A high-performance, distributed API Gateway with resilient rate limiting, built with Java 21 and Netty. This project is designed to protect internal services from abuse and traffic spikes, ensuring P99 latency ≤ 5ms and 99.99% availability through a "Fail-Closed" architecture.
The project implements a high-throughput, non-blocking gateway using Netty, with a hybrid rate-limiting strategy backed by Redis and local caching.
- Application: A high-performance HTTP server built with Java 21 and Netty.
- Rate Limiting: Token Bucket algorithm implemented via Lua scripts in Redis for atomicity.
- State Management: Hybrid approach using Redis (Global State) and Local Cache (Hot Path).
- Containerization: Multi-stage Docker builds for lean, production-ready images.
- Orchestration: k3d (Kubernetes) for local cluster orchestration.
- Ingress: NGINX Ingress Controller manages external access.
- Observability: Micrometer exposes Prometheus metrics for latency, decisions, and errors.

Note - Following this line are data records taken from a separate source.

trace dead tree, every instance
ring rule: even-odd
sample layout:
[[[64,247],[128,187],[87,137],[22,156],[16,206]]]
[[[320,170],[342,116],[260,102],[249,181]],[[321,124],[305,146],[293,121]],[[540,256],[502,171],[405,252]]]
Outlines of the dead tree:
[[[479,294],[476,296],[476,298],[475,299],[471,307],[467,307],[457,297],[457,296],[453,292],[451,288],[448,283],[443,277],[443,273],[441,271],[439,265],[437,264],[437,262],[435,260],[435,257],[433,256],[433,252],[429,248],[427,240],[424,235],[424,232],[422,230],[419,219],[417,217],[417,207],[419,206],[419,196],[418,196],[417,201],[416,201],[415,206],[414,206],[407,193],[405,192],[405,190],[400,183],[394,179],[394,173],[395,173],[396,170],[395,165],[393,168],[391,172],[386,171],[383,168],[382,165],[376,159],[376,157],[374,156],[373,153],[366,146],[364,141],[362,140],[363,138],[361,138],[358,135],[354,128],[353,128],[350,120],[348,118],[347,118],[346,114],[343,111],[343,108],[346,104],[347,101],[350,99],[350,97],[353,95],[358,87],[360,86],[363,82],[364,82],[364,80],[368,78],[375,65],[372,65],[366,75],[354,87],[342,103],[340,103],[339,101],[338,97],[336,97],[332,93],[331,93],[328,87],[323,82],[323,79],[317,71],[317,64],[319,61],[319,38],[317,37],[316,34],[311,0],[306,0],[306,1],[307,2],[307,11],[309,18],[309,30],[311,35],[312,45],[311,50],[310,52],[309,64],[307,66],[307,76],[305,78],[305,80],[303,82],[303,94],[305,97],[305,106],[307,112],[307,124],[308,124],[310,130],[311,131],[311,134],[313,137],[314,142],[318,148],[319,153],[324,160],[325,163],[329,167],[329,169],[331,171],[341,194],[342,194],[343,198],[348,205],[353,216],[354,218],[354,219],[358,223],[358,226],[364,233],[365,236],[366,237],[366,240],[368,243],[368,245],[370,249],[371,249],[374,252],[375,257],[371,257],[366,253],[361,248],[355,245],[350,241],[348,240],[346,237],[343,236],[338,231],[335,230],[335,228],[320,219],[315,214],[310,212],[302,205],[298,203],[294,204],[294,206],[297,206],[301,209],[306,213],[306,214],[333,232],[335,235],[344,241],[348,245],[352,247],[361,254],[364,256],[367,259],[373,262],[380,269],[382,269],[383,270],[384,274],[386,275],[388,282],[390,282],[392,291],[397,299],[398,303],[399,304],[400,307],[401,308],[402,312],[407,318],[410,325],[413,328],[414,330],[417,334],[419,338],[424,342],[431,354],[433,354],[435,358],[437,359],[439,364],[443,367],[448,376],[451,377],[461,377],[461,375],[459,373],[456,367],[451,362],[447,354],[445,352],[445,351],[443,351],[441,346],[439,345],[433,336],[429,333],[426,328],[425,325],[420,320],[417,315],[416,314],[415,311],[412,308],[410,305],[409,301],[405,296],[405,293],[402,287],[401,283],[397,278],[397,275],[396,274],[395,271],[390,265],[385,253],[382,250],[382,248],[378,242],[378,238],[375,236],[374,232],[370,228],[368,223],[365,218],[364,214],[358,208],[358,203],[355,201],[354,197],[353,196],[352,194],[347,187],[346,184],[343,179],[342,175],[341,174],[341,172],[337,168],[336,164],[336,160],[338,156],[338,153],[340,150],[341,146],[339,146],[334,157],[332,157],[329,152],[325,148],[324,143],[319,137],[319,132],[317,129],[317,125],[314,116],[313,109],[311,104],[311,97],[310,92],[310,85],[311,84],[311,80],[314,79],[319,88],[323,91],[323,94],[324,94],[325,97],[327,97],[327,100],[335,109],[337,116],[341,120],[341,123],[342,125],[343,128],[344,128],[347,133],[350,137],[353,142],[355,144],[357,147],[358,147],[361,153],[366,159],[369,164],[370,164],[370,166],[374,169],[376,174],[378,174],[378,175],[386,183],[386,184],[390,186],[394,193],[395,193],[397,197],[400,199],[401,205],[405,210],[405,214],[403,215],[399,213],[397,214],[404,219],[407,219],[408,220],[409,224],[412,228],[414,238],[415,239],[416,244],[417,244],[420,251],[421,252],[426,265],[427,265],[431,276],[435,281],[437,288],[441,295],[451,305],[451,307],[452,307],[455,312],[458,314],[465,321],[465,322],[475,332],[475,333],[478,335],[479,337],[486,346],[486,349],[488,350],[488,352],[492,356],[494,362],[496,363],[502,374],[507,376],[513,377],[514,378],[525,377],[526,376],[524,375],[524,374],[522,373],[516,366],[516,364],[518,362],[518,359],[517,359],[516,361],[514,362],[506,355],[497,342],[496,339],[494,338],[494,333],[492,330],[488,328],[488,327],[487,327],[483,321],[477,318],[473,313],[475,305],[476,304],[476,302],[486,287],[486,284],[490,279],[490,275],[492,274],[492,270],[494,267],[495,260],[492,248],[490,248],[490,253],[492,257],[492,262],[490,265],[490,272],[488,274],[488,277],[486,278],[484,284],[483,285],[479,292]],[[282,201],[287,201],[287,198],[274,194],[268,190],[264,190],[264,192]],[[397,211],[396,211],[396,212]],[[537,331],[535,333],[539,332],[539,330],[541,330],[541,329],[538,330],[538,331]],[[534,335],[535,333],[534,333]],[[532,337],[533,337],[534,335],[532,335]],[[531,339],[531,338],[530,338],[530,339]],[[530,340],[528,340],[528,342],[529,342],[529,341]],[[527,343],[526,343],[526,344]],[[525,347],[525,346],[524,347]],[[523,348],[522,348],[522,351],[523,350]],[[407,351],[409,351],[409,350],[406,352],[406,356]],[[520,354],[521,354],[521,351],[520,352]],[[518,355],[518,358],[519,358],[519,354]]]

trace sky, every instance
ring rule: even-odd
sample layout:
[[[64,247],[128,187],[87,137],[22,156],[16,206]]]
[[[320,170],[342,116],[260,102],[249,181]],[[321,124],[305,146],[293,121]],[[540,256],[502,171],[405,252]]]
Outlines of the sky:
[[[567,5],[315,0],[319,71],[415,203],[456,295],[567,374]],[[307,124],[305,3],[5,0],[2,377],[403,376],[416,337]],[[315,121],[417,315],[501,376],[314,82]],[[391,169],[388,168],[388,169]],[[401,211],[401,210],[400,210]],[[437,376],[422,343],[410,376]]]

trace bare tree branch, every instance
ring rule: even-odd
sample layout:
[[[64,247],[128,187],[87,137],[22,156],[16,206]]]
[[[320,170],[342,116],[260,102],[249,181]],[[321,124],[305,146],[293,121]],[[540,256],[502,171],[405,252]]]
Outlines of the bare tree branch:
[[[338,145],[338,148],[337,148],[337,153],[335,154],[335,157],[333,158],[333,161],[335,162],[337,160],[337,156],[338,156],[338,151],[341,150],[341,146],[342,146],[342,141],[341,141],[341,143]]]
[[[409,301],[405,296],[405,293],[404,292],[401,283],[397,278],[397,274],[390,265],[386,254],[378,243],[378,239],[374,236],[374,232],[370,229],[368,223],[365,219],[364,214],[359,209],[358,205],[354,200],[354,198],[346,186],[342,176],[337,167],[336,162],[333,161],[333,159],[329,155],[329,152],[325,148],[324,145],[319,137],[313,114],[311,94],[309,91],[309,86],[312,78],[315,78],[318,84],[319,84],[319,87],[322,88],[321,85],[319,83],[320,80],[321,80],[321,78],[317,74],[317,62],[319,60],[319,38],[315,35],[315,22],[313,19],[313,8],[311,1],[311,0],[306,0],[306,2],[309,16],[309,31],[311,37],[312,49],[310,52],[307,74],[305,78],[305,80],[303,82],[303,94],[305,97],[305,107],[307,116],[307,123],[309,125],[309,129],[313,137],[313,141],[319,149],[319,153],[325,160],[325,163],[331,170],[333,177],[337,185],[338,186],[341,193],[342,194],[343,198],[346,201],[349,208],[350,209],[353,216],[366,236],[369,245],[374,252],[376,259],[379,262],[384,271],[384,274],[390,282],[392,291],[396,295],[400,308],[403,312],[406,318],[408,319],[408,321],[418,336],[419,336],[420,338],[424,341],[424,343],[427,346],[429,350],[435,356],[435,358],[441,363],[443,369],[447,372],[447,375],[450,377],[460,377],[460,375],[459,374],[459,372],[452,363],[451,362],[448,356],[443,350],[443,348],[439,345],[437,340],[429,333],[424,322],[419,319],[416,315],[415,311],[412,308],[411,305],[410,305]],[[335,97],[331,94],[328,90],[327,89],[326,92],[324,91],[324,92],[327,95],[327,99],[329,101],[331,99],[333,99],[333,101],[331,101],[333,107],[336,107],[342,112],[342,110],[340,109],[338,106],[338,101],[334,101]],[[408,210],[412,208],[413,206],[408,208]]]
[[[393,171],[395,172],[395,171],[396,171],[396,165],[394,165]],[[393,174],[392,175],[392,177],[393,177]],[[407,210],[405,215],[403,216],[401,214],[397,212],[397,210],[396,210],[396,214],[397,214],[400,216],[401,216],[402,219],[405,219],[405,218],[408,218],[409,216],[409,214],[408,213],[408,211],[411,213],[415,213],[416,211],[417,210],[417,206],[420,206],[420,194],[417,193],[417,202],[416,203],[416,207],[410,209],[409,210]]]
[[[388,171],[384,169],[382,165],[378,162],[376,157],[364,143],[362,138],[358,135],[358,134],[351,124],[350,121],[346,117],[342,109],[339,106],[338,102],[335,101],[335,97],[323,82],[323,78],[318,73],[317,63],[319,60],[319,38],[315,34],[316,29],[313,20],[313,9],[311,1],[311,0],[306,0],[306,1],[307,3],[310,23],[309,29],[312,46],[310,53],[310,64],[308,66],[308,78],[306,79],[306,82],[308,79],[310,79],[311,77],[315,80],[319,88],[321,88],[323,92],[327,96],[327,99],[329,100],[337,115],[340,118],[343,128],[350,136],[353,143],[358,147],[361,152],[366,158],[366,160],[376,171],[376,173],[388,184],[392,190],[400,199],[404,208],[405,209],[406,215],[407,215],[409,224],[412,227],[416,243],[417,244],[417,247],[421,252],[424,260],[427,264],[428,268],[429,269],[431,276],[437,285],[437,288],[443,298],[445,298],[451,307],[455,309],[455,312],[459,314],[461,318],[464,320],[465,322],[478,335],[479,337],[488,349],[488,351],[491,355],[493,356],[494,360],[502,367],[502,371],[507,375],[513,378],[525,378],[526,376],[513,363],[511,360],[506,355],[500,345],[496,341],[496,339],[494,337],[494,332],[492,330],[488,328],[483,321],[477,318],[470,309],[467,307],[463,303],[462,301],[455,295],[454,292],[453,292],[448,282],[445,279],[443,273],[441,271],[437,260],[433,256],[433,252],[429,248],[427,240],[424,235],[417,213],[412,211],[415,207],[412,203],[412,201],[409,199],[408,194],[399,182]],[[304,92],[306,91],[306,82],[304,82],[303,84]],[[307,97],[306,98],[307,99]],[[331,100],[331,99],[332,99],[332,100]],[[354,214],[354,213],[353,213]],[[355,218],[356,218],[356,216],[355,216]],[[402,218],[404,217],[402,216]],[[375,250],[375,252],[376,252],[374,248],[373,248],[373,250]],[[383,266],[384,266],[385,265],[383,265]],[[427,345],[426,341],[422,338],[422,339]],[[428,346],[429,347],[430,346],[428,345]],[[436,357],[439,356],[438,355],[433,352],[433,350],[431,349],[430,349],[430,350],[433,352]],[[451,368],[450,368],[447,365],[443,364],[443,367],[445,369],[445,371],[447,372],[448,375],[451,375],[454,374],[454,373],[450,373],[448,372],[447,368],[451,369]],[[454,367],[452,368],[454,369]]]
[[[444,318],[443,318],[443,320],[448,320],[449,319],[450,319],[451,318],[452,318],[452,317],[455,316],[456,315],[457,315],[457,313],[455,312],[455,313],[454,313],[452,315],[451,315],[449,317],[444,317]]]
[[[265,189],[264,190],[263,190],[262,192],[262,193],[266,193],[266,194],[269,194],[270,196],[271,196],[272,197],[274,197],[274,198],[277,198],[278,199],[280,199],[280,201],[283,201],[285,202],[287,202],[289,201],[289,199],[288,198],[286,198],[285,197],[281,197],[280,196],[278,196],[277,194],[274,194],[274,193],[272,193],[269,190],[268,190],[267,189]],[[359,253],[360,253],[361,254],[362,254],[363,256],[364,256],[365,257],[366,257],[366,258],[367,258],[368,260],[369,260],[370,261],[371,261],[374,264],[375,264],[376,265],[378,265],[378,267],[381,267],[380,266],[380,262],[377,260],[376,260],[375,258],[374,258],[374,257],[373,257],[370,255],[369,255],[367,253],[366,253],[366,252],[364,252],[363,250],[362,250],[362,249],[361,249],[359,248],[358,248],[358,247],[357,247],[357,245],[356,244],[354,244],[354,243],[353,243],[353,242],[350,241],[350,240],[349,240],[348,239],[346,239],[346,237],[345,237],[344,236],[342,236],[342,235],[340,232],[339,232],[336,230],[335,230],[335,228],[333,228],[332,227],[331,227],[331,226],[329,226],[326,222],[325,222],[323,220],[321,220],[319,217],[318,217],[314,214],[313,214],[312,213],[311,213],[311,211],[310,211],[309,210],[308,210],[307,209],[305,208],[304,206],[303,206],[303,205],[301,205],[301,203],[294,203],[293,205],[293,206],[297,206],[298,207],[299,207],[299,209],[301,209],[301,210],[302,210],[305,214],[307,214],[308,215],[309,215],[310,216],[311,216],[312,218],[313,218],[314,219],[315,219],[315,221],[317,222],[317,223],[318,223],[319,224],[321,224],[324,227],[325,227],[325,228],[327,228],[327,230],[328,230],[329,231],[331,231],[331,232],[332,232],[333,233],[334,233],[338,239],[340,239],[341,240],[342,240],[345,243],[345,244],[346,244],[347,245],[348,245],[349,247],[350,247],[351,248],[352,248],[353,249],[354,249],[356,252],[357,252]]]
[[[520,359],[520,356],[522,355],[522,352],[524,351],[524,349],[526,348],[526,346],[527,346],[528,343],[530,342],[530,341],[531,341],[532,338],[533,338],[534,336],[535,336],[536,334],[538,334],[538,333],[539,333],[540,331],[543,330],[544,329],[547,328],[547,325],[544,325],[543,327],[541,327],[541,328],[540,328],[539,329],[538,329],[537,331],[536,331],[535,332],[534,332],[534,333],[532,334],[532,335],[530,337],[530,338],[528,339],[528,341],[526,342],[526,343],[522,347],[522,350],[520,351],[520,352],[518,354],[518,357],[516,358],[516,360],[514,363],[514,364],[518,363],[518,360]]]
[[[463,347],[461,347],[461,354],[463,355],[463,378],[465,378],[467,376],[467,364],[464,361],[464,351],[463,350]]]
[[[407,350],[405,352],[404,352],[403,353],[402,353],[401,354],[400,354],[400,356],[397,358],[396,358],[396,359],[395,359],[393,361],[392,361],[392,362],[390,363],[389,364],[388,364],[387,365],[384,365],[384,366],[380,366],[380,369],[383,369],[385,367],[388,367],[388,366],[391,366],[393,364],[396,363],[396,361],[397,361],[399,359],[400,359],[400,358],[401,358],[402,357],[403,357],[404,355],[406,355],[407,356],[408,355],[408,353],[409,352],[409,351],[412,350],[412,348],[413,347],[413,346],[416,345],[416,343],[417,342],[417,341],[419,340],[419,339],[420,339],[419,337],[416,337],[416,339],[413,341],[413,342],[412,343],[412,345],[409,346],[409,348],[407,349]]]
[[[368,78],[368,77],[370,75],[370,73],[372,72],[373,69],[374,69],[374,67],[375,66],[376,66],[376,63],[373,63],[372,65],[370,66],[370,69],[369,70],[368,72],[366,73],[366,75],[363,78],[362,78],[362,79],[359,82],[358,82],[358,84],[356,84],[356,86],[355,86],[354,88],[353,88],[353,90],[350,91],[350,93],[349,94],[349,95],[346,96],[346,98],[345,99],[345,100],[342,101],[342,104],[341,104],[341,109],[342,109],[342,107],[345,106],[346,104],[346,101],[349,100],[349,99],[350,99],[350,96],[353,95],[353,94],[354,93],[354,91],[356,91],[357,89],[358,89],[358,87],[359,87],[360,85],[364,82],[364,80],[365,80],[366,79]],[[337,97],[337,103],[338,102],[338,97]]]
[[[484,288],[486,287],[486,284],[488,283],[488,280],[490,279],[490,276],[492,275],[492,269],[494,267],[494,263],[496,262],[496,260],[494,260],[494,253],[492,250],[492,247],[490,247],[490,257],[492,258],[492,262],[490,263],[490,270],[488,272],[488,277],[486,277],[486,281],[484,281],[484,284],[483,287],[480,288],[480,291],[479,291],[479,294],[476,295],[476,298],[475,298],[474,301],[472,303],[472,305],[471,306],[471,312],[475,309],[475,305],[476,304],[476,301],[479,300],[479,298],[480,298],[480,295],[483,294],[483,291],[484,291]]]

What: When the system cannot safely determine if a request should be allowed (e.g., Redis timeout or error), the request is denied.
Why:
- The gateway is a protection mechanism, not just a delivery mechanism.

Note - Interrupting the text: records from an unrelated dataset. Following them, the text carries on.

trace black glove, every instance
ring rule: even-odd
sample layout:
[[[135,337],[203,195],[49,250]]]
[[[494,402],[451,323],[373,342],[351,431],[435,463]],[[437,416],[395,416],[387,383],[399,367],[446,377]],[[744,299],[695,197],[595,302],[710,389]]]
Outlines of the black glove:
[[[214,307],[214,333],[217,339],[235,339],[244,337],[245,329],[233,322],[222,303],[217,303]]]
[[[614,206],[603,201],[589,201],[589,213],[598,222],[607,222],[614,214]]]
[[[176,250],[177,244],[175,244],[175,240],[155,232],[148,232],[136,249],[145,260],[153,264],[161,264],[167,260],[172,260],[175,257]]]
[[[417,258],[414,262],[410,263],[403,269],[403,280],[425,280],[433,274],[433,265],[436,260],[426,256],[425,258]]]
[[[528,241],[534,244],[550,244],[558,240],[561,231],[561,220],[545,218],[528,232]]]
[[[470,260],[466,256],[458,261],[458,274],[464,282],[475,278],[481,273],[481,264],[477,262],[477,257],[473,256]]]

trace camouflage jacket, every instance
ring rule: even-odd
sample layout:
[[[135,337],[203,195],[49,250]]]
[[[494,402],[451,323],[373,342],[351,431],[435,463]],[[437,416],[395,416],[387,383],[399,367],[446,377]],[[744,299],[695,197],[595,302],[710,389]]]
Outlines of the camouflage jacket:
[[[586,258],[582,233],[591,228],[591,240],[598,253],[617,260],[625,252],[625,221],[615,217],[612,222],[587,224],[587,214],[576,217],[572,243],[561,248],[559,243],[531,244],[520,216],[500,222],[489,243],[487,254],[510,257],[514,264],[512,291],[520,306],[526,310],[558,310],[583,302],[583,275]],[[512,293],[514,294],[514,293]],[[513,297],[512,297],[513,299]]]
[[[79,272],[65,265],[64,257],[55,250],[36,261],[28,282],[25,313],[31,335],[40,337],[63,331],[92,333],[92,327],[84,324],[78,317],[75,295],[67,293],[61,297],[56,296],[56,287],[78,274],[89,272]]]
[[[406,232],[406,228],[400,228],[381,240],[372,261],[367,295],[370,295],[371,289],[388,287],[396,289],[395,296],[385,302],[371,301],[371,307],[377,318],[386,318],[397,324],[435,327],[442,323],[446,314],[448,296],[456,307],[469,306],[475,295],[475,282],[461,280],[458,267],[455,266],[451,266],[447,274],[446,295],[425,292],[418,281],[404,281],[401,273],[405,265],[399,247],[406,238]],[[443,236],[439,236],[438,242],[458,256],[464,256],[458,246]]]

- Allowing abusive traffic during a failure could cascade to internal services.
- Blocking legitimate traffic is a local, recoverable issue; crashing downstream services is a systemic failure.
What: We use a two-tier state strategy to minimize latency.
How:
- Hot Path (Local Cache): The gateway first checks a local
ConcurrentHashMap. If tokens are available locally, they are consumed immediately. This path involves zero network calls, ensuring sub-millisecond latency. - Cold Path (Redis Sync): If the local bucket is empty or missing, the gateway calls Redis. A Lua script atomically recalculates tokens and syncs the state back to the local instance.
Why:
- Performance: Redis cannot be in the critical path of every request if we want P99 ≤ 5ms.

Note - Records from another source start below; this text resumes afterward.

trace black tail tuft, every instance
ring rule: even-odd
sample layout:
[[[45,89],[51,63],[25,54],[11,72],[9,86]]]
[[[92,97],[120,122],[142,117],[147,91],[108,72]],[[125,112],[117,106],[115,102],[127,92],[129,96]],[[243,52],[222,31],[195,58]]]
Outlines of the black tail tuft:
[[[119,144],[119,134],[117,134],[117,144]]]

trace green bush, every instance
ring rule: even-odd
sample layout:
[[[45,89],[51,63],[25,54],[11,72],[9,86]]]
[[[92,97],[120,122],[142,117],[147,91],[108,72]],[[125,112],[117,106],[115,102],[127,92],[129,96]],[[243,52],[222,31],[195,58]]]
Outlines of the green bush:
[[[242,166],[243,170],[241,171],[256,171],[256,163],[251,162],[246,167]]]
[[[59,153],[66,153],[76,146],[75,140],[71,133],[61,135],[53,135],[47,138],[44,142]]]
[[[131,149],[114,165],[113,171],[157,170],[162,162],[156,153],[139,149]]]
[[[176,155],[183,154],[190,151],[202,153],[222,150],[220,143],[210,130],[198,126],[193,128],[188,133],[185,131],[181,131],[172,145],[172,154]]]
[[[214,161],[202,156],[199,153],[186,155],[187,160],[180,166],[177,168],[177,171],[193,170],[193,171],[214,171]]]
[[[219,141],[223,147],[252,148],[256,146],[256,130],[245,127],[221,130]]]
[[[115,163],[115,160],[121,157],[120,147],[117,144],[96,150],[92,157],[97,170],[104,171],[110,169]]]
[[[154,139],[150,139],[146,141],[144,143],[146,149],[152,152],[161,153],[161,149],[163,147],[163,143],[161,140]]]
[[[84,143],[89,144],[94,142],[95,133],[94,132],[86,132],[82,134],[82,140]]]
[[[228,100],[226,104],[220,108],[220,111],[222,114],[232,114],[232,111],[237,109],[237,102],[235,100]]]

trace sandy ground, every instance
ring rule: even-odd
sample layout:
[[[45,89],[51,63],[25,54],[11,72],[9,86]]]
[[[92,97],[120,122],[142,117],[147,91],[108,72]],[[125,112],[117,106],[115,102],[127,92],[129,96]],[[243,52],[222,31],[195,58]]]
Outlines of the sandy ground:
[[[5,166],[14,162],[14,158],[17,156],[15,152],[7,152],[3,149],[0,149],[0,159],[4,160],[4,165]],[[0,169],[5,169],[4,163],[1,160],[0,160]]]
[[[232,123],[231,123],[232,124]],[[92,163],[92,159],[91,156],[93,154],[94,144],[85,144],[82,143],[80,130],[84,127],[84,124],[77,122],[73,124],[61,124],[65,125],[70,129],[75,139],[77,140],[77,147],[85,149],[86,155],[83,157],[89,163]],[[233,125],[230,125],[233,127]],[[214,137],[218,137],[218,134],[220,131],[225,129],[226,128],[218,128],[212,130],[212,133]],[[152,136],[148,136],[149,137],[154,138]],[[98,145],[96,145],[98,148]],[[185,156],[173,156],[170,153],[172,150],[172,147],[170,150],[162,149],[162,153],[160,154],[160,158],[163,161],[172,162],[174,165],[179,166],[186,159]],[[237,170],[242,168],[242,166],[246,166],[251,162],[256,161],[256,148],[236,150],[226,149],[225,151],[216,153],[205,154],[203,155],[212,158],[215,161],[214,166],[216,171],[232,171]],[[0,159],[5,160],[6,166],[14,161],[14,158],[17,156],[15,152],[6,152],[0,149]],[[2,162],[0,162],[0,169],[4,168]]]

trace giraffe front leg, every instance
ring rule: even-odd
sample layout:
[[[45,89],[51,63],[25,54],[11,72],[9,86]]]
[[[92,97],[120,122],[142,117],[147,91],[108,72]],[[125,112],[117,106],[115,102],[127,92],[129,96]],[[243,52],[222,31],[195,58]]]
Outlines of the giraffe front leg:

- Scalability: Reduces load on Redis by handling the majority of traffic locally.
What:
- Local: Fine-grained
StampedLockper bucket to handle concurrent threads within the same instance. - Distributed: Redis Lua scripts ensure atomicity across multiple gateway instances.
Why:
- Prevents race conditions where multiple requests could consume the same token.
- Ensures the global rate limit is respected (within a 1-2% acceptable drift margin).
- Consistency vs. Latency: We accept a small margin of error (1-2% overshoot) in exchange for extreme speed. The local cache might slightly lag behind the global state.
- Fail-Closed Impact: In the event of a total Redis failure, traffic will be blocked once local tokens run out. This is a conscious decision to prioritize system stability over availability during outages.
- Java GC: Using Java implies managing Garbage Collection. We mitigate this by minimizing allocations in the hot path, but GC pauses are still a factor.
- Adaptive Rate Limiting: Adjust limits dynamically based on downstream health.
- Sharding: Shard Redis to handle even higher throughput.
- Billing Integration: Connect usage metrics to a billing system.
.
├── src/
│ ├── main/
│ │ ├── java/com/sentinel/
│ │ │ ├── server/ # Netty Server & Handlers (HTTP, RateLimit, Metrics)
│ │ │ ├── ratelimit/ # Core Logic (Service, LocalTokenBucket)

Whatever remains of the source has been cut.